Sheriff Elder at a recent news briefing.
Some say that El Paso County Sheriff Bill Elder expects loyalty to a fault, and a memo that's emerged appears to support that contention.
The Sheriff's Office declined to comment on the memo, which is labeled "Expectations" and reportedly was sent to Elder's top brass recently. In it, he says, "YOU represent ME not just the Sheriff's Office. Everything you do and say reflects on ME, not just the Sheriff's Office." (Elder's emphasis.)
It also states, "The public doesn't care who this staff is, they care who the Sheriff is."
"You are not free to start rumors, engage in side bar or closed door discussions, or become outwardly critical of me or ANY member of the staff.
" (Elder's emphasis.)
If they do, the memo says, "you will not survive."
Why is this important?

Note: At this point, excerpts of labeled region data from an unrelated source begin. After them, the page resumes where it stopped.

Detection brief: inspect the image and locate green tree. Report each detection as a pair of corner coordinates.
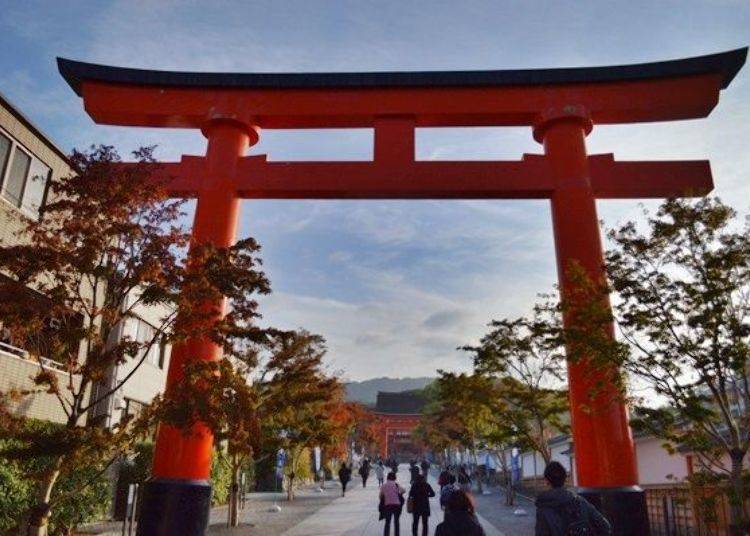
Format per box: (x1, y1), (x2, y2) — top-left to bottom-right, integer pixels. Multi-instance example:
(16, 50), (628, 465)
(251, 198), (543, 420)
(0, 146), (269, 534)
(463, 303), (570, 463)
(567, 198), (750, 534)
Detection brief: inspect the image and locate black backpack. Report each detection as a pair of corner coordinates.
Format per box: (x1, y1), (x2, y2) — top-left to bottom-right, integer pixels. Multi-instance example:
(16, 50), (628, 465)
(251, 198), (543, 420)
(565, 497), (594, 536)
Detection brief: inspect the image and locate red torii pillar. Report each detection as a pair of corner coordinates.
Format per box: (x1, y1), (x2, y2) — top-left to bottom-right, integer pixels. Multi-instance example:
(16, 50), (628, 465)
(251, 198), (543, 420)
(145, 119), (258, 534)
(58, 49), (747, 536)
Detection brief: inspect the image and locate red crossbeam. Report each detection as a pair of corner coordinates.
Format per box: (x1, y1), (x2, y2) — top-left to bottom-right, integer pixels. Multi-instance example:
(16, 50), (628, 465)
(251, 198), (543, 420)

Because as the Independent
reports in this week's issue
, some believe there's hell to pay if a sheriff's employee steps forward with a complaint against one of Elder's big supporters.

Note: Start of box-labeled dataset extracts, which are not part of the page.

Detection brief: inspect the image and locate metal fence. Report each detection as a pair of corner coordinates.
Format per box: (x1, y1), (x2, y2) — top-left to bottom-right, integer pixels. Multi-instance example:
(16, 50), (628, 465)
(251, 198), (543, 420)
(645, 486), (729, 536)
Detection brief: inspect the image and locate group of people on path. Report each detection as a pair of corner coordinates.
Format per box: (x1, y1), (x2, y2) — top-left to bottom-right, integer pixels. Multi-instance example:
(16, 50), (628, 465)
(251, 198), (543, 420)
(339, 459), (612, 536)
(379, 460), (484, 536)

Elder reportedly is still bothered by the dirtyelder.com
website, which obviously has tentacles into the department and is highly critical of the sheriff. Elder even mentions the "anonymous website" in the memo, saying anyone who complains through the website, points fingers or places blame is "part of the problem."
Noting he doesn't need "passive bystanders," Elder then admonishes his commanders and lieutenants, "If you can't or won't recognize character issues, morality issues, ethical issues, then check out now because you will not survive. I will take the stripes, bars and/or stars back
." (Elder's emphasis.)
While the document might strike many as heavy-handed, Mark Silverstein, legal director with the American Civil Liberties Union of Colorado, says sheriffs get to extract a certain amount of esprit de corps from their staffs. "I couldn’t say that this document is going beyond what the sheriff can ask of his senior staff or violating the First Amendment rights of the senior staff," he says, "not until there was a specific instance of enforcement where we could know what the employee said and to whom that the sheriff determined merited some form of discipline."
Silverstein also notes he's familiar with the dirtyelder.com website and adds, "There’s plenty of stuff on there that if he caught one of his senior staff saying that [posting on the site], he could discipline them."